Assessing Impact on People, Processes & Technology
The three pillars of every RevOps strategy are widely known as people, process and technology. In a down economy, each of these pillars takes a unique hit.
Tech layoffs for January through August 2023 totaled 224,503, already surpassing total tech layoffs in 2022. The specific roles eliminated tend to occur in departments that deal with top-of-funnel activities: marketing, partnerships, and early lead generation. When companies don’t expect to be generating more revenue, there’s simply not enough demand to warrant or sustain a large team.
A reduction in people has a direct impact on processes. An organization’s go-to-market strategy will be more conservative. Creativity still counts but budgets rule when determining where spend takes place. Companies are focused less on winning new clients and more about defending the revenue they’ve acquired in the past.
Given these structural shifts, companies evaluate tech spend and consolidate their tech stack. In a down economy, it’s time to clean house and determine if you’re getting the right ROI on your platforms and tools. But it’s not all about cutting tech.
Wong says, “For Salesforce users, it’s not always about finding a cheaper solution. In many cases, you can use native Salesforce functionality or an enabler like LeanData to achieve the same outcome as a third party tool.” This is another way to maximize the return on your tech investment while retaining the processes that are important to your business.
Investing in Customer Success
When company leadership declares, “We’re going to focus on customer retention,” what does that mean for a Salesforce admin or RevOps practitioner?
Identifying the signals for customer retention or churn begins with data. In order to get trustworthy, actionable data on your customers, RevOps must implement a data collection process. This ideally involves automation and may also include customer interviews and third party data.
“We’re seeing a lot of activity in the market around companies enhancing their Gainsight platform or other CS tech integrations to capture the right data,” says Wong.
Signals that indicate retention or churn risk will be unique to each business model. For PLG models, usage is often a reliable indicator. For SLG models, licenses and customer relationships are indicators.
Other signs of churn may include:
- Low Net Promoter Score
- Loss of champion
- No support requests
- No business reviews
- Login activities
Ultimately, your data should reveal whether your products and services are delivering value to your customers in a way that will make them stay through this difficult time. After all, they are taking cost optimization measures themselves.

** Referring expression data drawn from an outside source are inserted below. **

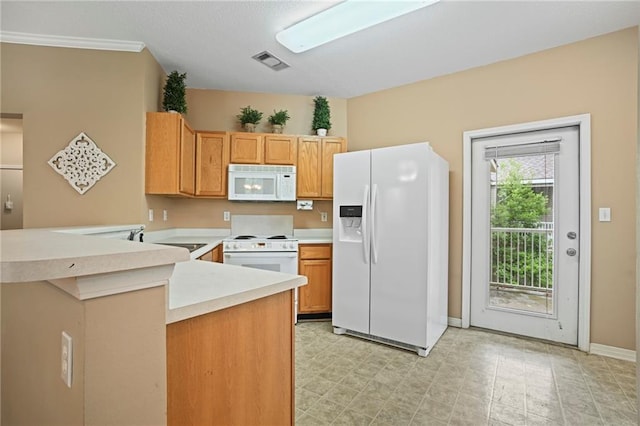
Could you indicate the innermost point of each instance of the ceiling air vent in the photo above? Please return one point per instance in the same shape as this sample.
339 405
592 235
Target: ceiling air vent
271 61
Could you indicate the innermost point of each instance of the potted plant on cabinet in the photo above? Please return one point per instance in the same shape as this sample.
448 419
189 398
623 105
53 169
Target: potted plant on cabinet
278 120
174 93
249 117
321 116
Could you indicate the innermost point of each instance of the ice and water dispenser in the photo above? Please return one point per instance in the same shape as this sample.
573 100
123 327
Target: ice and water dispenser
350 224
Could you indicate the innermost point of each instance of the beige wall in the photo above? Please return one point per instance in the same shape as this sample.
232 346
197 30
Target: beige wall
33 318
217 110
11 179
62 92
597 76
119 371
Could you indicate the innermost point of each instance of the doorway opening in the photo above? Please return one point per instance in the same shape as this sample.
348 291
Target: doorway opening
526 234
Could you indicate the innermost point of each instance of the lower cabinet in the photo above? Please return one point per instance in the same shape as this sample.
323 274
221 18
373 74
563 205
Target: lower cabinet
234 366
214 255
315 264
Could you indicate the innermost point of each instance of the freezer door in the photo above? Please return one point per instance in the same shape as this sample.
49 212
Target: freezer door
351 180
399 265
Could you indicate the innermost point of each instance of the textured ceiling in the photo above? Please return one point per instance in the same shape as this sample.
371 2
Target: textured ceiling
213 41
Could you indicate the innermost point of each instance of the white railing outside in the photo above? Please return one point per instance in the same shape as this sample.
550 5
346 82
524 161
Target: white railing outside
522 257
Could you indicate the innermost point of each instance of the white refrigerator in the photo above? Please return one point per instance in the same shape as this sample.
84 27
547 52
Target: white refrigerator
390 245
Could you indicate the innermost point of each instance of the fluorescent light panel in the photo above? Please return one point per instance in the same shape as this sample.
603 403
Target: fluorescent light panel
343 19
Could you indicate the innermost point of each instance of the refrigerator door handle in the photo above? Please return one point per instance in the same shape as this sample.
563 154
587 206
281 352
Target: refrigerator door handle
364 225
373 223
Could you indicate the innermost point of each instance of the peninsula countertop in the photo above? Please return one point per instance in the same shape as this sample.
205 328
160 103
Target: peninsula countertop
198 287
41 255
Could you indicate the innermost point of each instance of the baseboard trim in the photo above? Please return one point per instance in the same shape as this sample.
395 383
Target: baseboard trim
454 322
612 352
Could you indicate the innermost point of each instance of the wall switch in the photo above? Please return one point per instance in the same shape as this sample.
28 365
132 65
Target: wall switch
604 214
305 205
66 359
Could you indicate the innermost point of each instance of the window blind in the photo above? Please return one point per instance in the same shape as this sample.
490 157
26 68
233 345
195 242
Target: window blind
548 146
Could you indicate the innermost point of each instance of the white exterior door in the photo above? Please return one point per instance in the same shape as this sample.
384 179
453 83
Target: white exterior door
525 260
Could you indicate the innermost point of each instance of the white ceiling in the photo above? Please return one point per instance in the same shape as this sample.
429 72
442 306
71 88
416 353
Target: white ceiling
213 41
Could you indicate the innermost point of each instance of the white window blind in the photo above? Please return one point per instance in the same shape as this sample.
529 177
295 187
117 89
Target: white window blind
548 146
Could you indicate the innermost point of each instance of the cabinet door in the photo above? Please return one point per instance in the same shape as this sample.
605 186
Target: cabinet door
309 167
315 297
187 160
280 149
162 153
330 146
212 159
247 148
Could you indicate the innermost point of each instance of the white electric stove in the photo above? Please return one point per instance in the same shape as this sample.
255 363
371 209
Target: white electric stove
263 242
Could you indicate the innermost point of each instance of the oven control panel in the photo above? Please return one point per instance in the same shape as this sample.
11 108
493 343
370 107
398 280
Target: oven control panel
260 245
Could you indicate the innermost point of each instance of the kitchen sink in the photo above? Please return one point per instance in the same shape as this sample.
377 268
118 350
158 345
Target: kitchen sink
189 246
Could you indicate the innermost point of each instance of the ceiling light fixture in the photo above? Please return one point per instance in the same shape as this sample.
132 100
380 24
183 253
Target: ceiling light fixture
343 19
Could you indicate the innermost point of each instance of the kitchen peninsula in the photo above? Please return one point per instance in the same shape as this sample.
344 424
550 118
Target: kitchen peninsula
130 346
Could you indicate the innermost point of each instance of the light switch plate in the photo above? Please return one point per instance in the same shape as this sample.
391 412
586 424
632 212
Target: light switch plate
66 358
305 205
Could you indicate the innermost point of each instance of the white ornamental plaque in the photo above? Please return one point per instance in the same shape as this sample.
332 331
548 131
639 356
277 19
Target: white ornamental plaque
81 163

Armed with actionable insights, customer experience departments, account managers, and even customer marketing can then take proactive steps to re-engage and preserve customers at risk for churn.
RevOps Can Handle Both Down and Up Economies
During periods of intense growth, businesses may perform well, however, infrastructure often suffers. Understandably, there’s an attitude of “I’ve got better things to do than clean my room right now.” This is how companies get bloated tech stacks full of point solutions, dirty CRMs, and brittle code serving as bandaids to much larger issues. No one cares, because things look up.
Now we care.
In the past, it may have been easy to just find a tool or person to manage a manual process. Now, you can’t afford that extra person or tool. You have to find ways to streamline and automate your processes within your existing technology. A down economy is a golden opportunity to clean everything up, get your data in order, and automate as much as you can.
This is how a high-performing, mature RevOps team survives in a tough market. Then, when the economy recovers (as it inevitably will), their infrastructure is prepared and won’t be the bottleneck for revenue generation.